By Steven Huddleston - October 28, 2025
  • What was life like before recovery?
    • Dark, lonely and hopeless. Really sums it up as best as I can. Sick all the time. Drugs and alcohol had completely stopped working. Up to a handle a day, needed at least a fifth, and I was completely alone in life
  • How did you find your way into recovery?
    • My then girlfriend kicked me out, and I reached out to my dad on her prompting and he came and picked me up. I literally texted him “I need help,” and that was it.
  • What’s life in recovery been like?
    • I can best describe it as finally growing up. It’s been up and down, but the general trend has been positive, it’s been a process of learning about myself and coming to acceptance with the person that I am, kind of a journey of self-discovery.
  • Do you have a message for the newcomer or people contemplating a change?
    • If you want what we have and are willing to go to any lengths to get it…
    • It can get better. It’s probably gonna be the hardest thing you ever do, it’s a challenge of consistency and intent. For me it was a process of learning how to be honest with myself.
  • When in recovery did you find GFR?
    • I first found it when I was in rehab and thinking about immediately going back to school, it didn’t wind up working out that I could come back immediately after getting sober, but it was a resource that I was pretty interested in when I got myself in a position to finally come back to school. At first it was just a resource that I listed on my academic self-reflection that I would use to avoid getting back into the position that I was in originally, but I was attracted to just a good group of people with a desire to not use substance, and who were going through the same stuff I was going through.

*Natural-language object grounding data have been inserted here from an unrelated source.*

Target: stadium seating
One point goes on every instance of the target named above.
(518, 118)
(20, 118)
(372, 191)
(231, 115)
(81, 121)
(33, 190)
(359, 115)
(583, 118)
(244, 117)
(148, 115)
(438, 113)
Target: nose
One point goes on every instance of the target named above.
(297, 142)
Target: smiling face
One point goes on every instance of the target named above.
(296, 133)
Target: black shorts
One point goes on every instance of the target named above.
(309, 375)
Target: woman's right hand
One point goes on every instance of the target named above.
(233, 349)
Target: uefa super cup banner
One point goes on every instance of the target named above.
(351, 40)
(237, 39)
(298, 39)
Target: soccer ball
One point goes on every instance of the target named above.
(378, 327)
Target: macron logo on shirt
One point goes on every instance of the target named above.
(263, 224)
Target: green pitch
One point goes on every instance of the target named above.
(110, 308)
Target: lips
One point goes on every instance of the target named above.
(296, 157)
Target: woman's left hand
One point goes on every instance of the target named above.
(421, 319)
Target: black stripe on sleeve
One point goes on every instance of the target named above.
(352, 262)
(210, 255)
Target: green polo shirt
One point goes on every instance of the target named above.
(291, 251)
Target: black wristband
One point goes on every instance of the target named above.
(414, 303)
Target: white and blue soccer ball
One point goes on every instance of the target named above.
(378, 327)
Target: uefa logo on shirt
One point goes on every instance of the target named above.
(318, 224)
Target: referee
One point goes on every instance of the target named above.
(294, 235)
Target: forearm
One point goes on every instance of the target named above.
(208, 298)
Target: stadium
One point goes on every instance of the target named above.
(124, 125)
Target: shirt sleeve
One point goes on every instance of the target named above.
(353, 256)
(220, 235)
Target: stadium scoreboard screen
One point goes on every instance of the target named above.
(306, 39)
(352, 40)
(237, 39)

  • What’s your relationship with school like compared to before?
    • I treat it more as something that I GET to do. Before, school was a justification for my living expenses to be taken care of, and there’s still days that it’s like that, but now it’s more fulfilling a commitment I made years ago. Really, it’s part of making an amends with myself.
  • What are some cool things you didn’t expect from recovery?
    • That I would find people that I could relate to at a really deep level, who shared the same patterns of thinking I had. That I could find acceptance of the way that I had behaved in addiction. That I could find a way to leverage my past experience to help somebody else, to give meaning to all of the suffering that I went through.
  • What are some annoying/frustrating things you’ve encountered in recovery?
    • I don’t really think in that way as much anymore. Sometimes the normies [people not involved in recovery]. People that I perceive as not being honest or obviously [lying to] themselves like I used to and they can’t open their eyes, but I see that more as a me problem, as in me having trouble accepting them as they are. The most annoying part might be that I’m still the same person, and have to continually revisit the same problems of laziness, self-seeking behavior, still wanting to have things the exact way that I want. If there’s anything that drives me up the wall it’s myself.
  • Anything else you’d like to add?
    • There’s no such thing as too far gone, and you don’t have to dig all the way down to rock bottom to earn recovery.